Almind-Enevold was kleiner dan hij op tv oogde en van dichtbij zo welgemanicuurd dat je zou denken dat hij homo was – of misschien alleen van kleine jongens hield. Maar daar hadden de speurhonden van de media geen bewijs van gevonden, eerder het tegendeel. Hij leefde alleen met zijn vrouw en ze hadden geen kinderen, maar hij ontving soms andere vrouwen, en zijn echtgenote, Lykke, had hier geen weet van.

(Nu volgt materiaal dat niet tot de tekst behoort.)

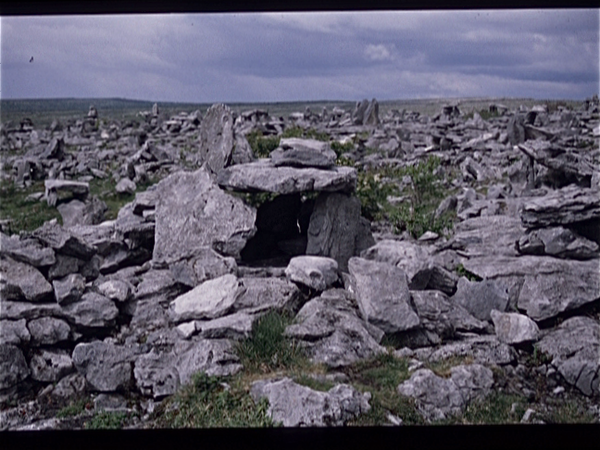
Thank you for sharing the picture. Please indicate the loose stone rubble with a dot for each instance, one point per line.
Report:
(131, 308)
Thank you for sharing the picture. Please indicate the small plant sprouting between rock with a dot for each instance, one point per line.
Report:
(207, 402)
(107, 420)
(267, 349)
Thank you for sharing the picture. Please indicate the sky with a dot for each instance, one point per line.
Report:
(272, 57)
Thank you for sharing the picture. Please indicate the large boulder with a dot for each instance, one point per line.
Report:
(211, 299)
(382, 294)
(574, 347)
(295, 405)
(480, 297)
(263, 176)
(106, 367)
(315, 272)
(543, 286)
(337, 230)
(332, 333)
(193, 213)
(19, 281)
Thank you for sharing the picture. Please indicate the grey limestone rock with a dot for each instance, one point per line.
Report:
(440, 315)
(68, 289)
(215, 357)
(27, 251)
(513, 328)
(48, 330)
(486, 350)
(438, 398)
(574, 347)
(216, 138)
(219, 221)
(13, 367)
(406, 255)
(336, 230)
(156, 374)
(295, 406)
(92, 311)
(382, 294)
(50, 365)
(235, 326)
(262, 294)
(106, 367)
(14, 332)
(263, 176)
(19, 281)
(63, 241)
(480, 297)
(330, 329)
(569, 205)
(559, 242)
(316, 272)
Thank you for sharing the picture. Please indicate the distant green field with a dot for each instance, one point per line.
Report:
(43, 111)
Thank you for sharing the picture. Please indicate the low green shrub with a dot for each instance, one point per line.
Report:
(267, 349)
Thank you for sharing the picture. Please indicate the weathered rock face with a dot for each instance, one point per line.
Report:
(479, 298)
(513, 328)
(315, 272)
(331, 331)
(217, 220)
(336, 229)
(210, 300)
(263, 176)
(298, 406)
(574, 347)
(559, 242)
(216, 138)
(106, 367)
(382, 294)
(439, 398)
(566, 206)
(20, 281)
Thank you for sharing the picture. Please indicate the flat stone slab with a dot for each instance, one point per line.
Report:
(77, 188)
(263, 176)
(566, 206)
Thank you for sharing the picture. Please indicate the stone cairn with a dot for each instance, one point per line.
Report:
(136, 305)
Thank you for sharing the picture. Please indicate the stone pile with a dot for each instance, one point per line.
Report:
(131, 308)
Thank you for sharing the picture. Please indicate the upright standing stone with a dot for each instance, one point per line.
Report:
(336, 229)
(216, 138)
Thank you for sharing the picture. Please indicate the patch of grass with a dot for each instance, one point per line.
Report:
(462, 272)
(107, 420)
(206, 403)
(267, 349)
(425, 192)
(25, 215)
(381, 376)
(496, 408)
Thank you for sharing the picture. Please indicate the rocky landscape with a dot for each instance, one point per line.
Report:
(324, 269)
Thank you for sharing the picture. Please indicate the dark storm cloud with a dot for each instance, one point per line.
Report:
(279, 57)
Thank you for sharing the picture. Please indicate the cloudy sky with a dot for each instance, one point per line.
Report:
(546, 54)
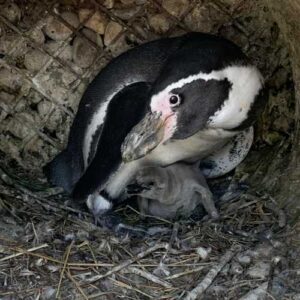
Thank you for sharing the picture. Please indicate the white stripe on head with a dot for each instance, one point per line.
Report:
(98, 204)
(246, 83)
(98, 119)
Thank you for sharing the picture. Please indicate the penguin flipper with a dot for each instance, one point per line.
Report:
(124, 111)
(228, 157)
(59, 171)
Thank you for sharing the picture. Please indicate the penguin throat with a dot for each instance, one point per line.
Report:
(170, 126)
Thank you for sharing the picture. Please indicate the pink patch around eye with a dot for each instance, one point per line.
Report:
(162, 105)
(169, 126)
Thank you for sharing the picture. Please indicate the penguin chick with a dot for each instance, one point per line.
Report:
(174, 191)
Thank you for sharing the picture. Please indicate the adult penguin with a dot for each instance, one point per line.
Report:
(199, 91)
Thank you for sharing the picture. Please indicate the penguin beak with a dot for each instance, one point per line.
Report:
(144, 137)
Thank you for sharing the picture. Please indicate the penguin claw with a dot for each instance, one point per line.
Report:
(113, 223)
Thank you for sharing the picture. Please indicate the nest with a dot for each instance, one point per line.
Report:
(49, 52)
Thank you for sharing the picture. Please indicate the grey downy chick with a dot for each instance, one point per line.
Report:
(174, 191)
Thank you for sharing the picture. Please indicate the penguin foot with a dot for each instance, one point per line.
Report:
(97, 204)
(113, 223)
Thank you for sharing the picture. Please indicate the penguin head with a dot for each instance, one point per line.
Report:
(185, 103)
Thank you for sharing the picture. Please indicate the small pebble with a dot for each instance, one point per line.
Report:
(35, 59)
(203, 252)
(97, 21)
(93, 36)
(113, 29)
(48, 293)
(259, 271)
(44, 108)
(244, 260)
(56, 30)
(39, 262)
(11, 12)
(70, 237)
(127, 13)
(37, 35)
(65, 54)
(83, 53)
(236, 268)
(159, 23)
(109, 3)
(10, 79)
(176, 7)
(82, 235)
(257, 294)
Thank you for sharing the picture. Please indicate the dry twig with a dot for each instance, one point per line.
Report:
(212, 274)
(127, 262)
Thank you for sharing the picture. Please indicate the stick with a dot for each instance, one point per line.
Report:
(212, 274)
(148, 276)
(127, 262)
(21, 252)
(67, 253)
(77, 285)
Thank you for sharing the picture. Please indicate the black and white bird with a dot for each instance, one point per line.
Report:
(188, 98)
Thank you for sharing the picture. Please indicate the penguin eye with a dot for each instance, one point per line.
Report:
(174, 100)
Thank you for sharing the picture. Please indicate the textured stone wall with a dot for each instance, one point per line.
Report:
(287, 15)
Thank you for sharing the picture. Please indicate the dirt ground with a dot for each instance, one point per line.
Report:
(49, 52)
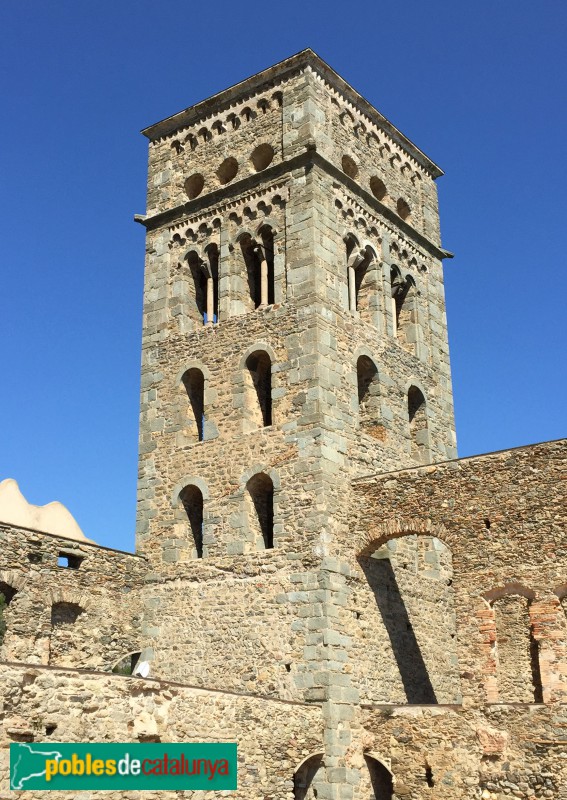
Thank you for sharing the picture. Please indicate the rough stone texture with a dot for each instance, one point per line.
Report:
(405, 637)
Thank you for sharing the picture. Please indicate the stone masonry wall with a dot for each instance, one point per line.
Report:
(100, 621)
(502, 516)
(43, 705)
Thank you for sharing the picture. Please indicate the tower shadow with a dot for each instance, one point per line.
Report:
(413, 671)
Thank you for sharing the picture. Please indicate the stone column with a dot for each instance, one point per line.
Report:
(351, 289)
(263, 277)
(210, 300)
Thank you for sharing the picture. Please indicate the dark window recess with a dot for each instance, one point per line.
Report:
(69, 561)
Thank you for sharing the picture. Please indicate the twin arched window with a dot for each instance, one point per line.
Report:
(259, 505)
(205, 275)
(258, 254)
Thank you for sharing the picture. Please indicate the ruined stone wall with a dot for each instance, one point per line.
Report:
(82, 615)
(502, 516)
(273, 737)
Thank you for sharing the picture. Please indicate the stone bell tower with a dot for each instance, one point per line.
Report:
(294, 338)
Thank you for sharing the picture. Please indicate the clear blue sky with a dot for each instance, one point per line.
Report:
(480, 87)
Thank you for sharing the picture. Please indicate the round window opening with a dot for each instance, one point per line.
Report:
(349, 167)
(227, 170)
(378, 188)
(262, 156)
(194, 185)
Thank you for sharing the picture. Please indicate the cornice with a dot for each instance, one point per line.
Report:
(272, 178)
(275, 76)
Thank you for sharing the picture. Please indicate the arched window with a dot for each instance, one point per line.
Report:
(194, 383)
(404, 308)
(517, 652)
(212, 311)
(66, 643)
(417, 415)
(127, 664)
(259, 260)
(199, 276)
(304, 777)
(380, 779)
(409, 624)
(266, 255)
(260, 495)
(205, 277)
(259, 394)
(368, 391)
(358, 263)
(192, 499)
(249, 248)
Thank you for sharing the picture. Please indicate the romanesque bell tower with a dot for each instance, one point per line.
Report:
(294, 339)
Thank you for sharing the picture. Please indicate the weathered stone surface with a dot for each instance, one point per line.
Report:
(314, 578)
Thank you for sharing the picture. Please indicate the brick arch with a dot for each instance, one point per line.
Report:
(369, 541)
(194, 248)
(191, 365)
(59, 595)
(264, 346)
(11, 578)
(267, 222)
(363, 350)
(240, 233)
(373, 248)
(257, 469)
(512, 588)
(188, 480)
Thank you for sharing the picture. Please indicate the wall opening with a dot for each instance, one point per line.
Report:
(304, 778)
(266, 255)
(517, 652)
(368, 391)
(404, 308)
(66, 642)
(7, 594)
(212, 301)
(192, 499)
(259, 261)
(194, 382)
(251, 257)
(380, 779)
(199, 276)
(259, 394)
(403, 209)
(227, 170)
(262, 156)
(408, 650)
(69, 560)
(260, 491)
(378, 187)
(194, 185)
(349, 167)
(418, 428)
(127, 664)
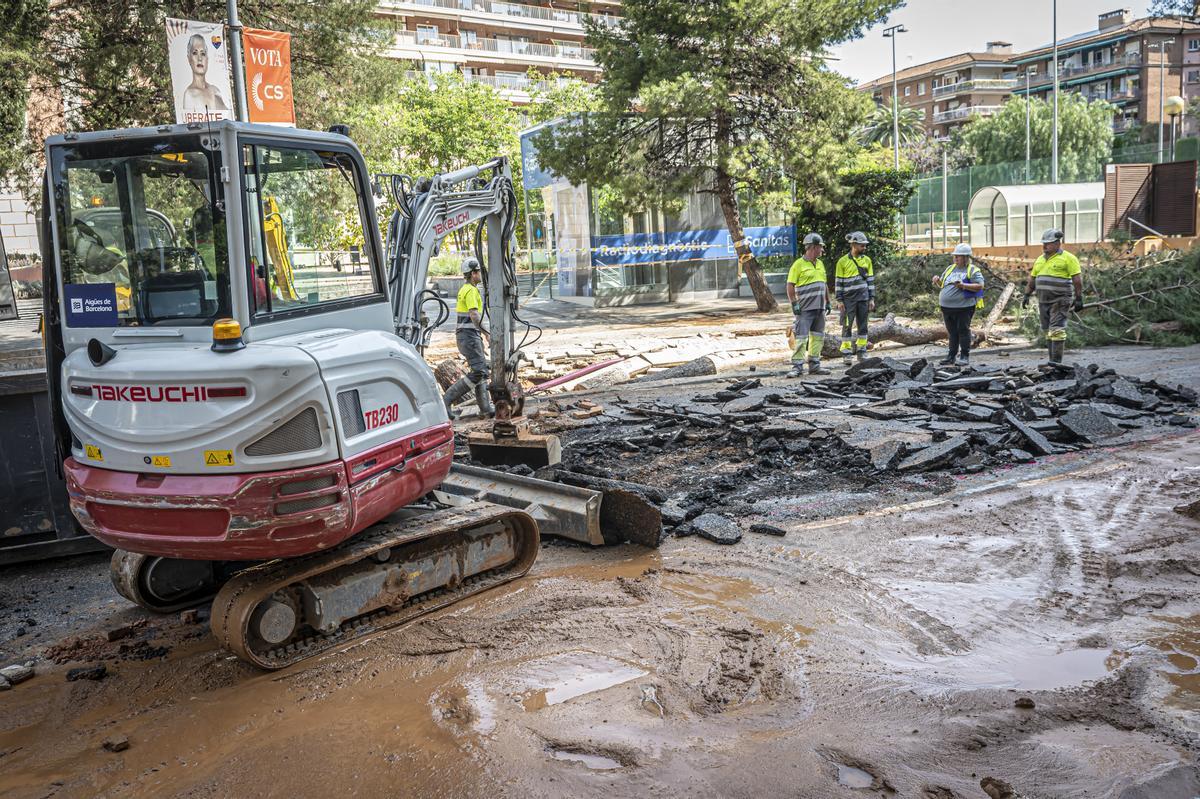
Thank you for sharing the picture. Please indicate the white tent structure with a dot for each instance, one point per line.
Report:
(1017, 215)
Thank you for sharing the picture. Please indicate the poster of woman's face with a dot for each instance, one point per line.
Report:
(199, 71)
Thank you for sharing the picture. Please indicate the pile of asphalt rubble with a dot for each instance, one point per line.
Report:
(885, 419)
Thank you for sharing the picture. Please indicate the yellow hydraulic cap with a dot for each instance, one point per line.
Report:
(226, 336)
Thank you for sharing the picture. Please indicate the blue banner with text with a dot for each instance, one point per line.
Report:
(688, 245)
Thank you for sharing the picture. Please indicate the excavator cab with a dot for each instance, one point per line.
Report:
(226, 395)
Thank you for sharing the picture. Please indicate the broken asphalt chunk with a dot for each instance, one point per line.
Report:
(935, 454)
(1087, 424)
(717, 528)
(88, 673)
(1039, 443)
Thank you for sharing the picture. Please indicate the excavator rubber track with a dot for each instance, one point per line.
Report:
(385, 576)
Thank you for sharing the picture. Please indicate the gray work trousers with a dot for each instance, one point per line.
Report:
(471, 346)
(1054, 307)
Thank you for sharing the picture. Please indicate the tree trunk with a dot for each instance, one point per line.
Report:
(729, 200)
(892, 330)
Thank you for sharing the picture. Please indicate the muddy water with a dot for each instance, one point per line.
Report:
(873, 655)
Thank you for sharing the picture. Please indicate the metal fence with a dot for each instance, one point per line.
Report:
(923, 218)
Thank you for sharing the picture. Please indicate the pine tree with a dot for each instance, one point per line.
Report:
(719, 96)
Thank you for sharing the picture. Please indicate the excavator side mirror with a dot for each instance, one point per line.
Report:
(100, 353)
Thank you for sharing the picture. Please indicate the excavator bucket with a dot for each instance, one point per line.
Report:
(585, 515)
(520, 448)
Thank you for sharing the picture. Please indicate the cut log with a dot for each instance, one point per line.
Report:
(997, 310)
(448, 373)
(892, 330)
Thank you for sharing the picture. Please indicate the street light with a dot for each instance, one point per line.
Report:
(1029, 71)
(1174, 107)
(892, 32)
(1054, 145)
(1162, 96)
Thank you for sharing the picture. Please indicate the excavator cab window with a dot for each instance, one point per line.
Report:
(305, 217)
(130, 217)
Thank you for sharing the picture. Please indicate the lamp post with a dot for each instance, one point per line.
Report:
(1174, 107)
(1029, 71)
(892, 32)
(239, 70)
(1162, 95)
(1054, 145)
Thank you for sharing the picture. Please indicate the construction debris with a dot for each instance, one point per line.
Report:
(88, 673)
(17, 673)
(885, 419)
(717, 528)
(117, 744)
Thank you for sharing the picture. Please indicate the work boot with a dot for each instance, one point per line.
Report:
(456, 392)
(484, 400)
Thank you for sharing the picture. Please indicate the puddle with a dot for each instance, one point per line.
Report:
(852, 778)
(1009, 667)
(1181, 643)
(707, 590)
(559, 678)
(594, 762)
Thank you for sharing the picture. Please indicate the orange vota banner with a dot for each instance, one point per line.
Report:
(268, 56)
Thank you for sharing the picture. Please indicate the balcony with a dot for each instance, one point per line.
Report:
(1128, 61)
(510, 88)
(979, 84)
(965, 112)
(502, 13)
(418, 46)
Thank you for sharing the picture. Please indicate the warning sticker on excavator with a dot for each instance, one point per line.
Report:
(217, 457)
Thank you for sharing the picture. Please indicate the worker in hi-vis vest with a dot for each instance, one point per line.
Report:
(1056, 278)
(855, 289)
(809, 295)
(469, 336)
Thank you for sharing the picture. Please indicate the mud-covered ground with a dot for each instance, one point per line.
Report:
(1032, 631)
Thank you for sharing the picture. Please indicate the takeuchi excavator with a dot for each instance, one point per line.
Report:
(238, 416)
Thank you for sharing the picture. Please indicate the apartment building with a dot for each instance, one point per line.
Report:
(948, 91)
(497, 42)
(1132, 64)
(1120, 61)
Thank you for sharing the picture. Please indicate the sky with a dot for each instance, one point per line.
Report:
(941, 28)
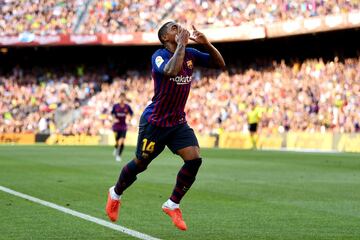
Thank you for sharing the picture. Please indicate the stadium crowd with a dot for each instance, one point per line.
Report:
(31, 101)
(312, 96)
(41, 17)
(44, 17)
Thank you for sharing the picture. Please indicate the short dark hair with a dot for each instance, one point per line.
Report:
(162, 31)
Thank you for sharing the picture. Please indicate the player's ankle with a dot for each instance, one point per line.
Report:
(113, 194)
(171, 205)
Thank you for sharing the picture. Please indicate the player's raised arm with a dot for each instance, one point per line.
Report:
(173, 66)
(216, 57)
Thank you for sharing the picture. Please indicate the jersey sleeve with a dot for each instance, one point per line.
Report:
(158, 61)
(200, 58)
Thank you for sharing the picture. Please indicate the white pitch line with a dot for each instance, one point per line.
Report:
(89, 218)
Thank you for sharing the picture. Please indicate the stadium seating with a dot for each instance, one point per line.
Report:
(312, 96)
(117, 16)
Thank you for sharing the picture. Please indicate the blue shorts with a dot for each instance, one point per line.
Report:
(152, 139)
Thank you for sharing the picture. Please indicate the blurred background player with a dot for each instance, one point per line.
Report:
(120, 111)
(253, 117)
(163, 122)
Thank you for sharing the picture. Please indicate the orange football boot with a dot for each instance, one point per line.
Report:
(176, 217)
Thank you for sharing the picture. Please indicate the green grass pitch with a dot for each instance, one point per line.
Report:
(237, 195)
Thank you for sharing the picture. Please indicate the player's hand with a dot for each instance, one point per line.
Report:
(198, 37)
(182, 37)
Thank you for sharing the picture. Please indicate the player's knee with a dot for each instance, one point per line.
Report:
(194, 164)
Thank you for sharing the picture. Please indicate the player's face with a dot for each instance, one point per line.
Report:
(173, 29)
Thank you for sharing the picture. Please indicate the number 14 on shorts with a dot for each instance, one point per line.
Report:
(148, 146)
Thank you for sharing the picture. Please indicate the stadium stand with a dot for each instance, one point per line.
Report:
(311, 96)
(114, 16)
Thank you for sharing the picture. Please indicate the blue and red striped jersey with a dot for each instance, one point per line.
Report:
(119, 111)
(171, 93)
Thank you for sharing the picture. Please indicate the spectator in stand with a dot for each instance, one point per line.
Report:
(41, 17)
(312, 96)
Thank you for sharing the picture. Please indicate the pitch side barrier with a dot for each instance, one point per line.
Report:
(301, 141)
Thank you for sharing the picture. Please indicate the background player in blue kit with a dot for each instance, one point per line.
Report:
(120, 111)
(163, 122)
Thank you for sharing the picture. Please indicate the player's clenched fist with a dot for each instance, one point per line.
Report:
(183, 36)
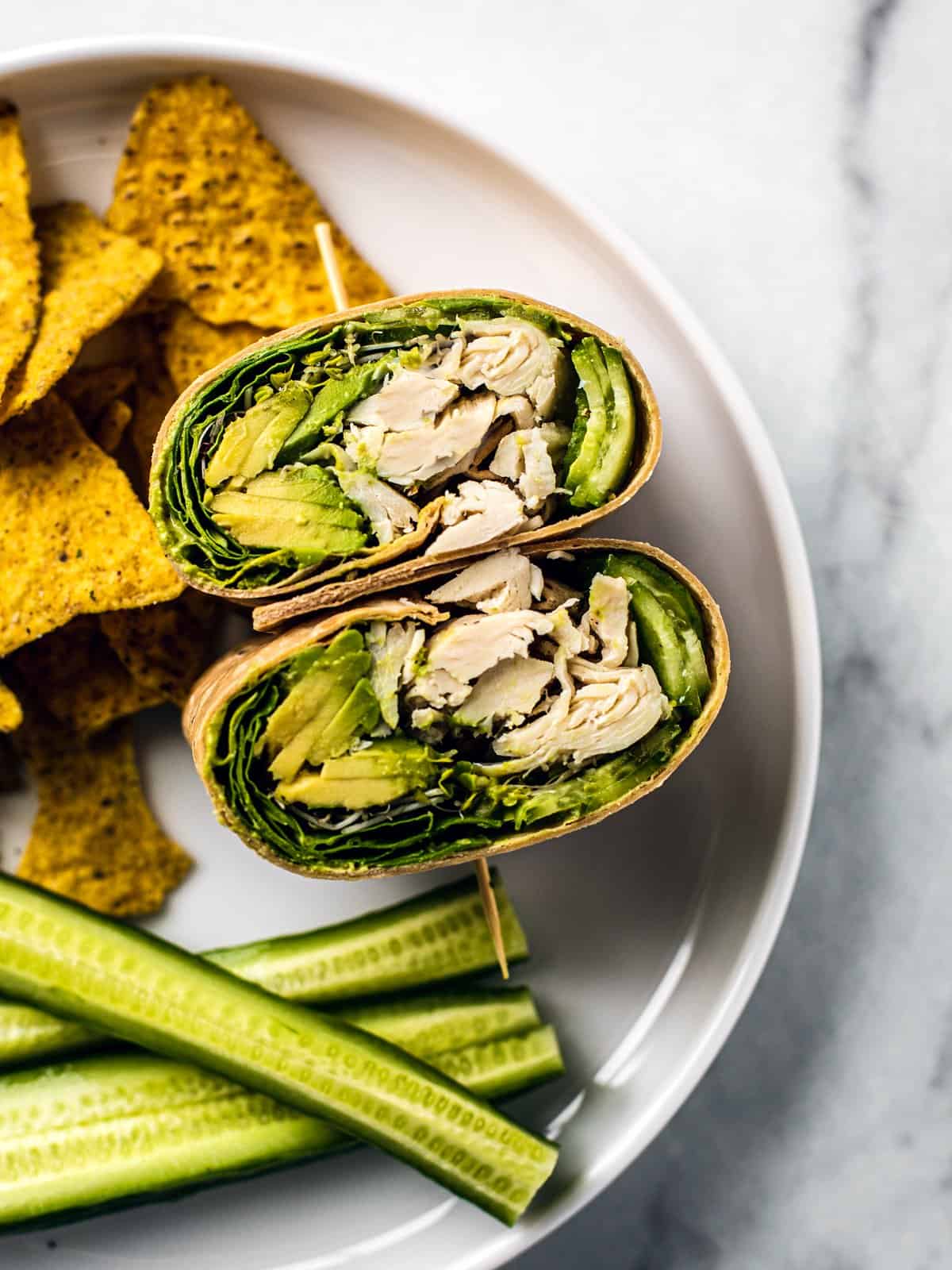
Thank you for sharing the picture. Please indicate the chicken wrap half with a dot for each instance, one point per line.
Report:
(408, 429)
(530, 694)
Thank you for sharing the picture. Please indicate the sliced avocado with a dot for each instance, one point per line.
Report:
(334, 397)
(313, 484)
(357, 715)
(314, 789)
(311, 706)
(251, 442)
(308, 530)
(239, 502)
(596, 387)
(659, 641)
(370, 778)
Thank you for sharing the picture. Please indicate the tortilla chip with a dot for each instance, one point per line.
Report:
(94, 837)
(95, 394)
(78, 677)
(90, 391)
(111, 425)
(154, 397)
(167, 647)
(10, 710)
(90, 276)
(192, 346)
(228, 215)
(19, 254)
(74, 537)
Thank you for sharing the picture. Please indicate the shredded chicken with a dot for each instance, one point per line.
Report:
(406, 400)
(607, 618)
(511, 690)
(393, 648)
(499, 583)
(387, 511)
(602, 718)
(524, 457)
(478, 512)
(518, 410)
(416, 455)
(470, 645)
(511, 356)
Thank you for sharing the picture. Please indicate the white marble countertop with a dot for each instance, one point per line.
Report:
(789, 168)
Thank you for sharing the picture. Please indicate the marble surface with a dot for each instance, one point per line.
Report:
(787, 167)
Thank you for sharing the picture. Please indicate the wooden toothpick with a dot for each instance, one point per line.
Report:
(329, 258)
(490, 910)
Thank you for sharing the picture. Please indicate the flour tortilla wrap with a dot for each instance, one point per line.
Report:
(486, 826)
(267, 471)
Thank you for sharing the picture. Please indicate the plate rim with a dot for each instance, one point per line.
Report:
(797, 575)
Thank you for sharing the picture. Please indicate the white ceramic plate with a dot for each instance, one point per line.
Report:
(651, 930)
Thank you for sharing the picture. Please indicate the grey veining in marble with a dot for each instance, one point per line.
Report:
(790, 168)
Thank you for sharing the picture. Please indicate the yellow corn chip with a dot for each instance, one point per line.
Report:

Vier bodyguards had de minister van Nationale Zaken bij zich – waarschijnlijk om de verhalen kracht bij te zetten die zijn perschef, bijgenaamd de Heksendokter, regelmatig in de media losliet over bedreigingen en intimidaties uit moslimfundamentalistische kringen. De bodyguards bleven echter voor de deur staan.
De Absolute Koning ging onuitgenodigd in de ruimste en best gestoffeerde fauteuil zitten met een glas rode wijn in de ene en een dunne cigarillo in de andere hand. Een fijne rookspiraal steeg op naar het plafond, en de machtige man knikte naar de nieuws- en entertainment-coördinator van middelbare leeftijd.
‘Er was een tijd dat men nieuws en entertainment niet vermengde,’ zei hij door een fraai gevormde rookring heen, bijna alsof hij tot de rook sprak en niet tegen de man.
Peter Trøst sloeg een lichte toon aan. ‘We moeten met de tijd meegaan – en de kijkcijfers in de gaten houden,’ glimlachte hij. ‘Net zoals de regering haar cijfers moet volgen.’
De minister keek even verbaasd.
‘De cijfers van Gallup,’ zei Peter.
De Absolute Koning stootte een kort lachje uit. Het klonk als een handjevol scherpe glasscherven die neerregenden op een tegelvloer. Alle journalisten kenden de reputatie van deze man van een bijna gevoelloze hardheid – zowel privé als in zijn werk – een kilheid, die in het verleden zijn tegenstanders had overvallen. Hij was een persoonlijke vriend van de Professor, die hij kende vanaf de tijd dat ze samen de juridische faculteit hadden bezet in de roerige jaren – voordat de tijden veranderden.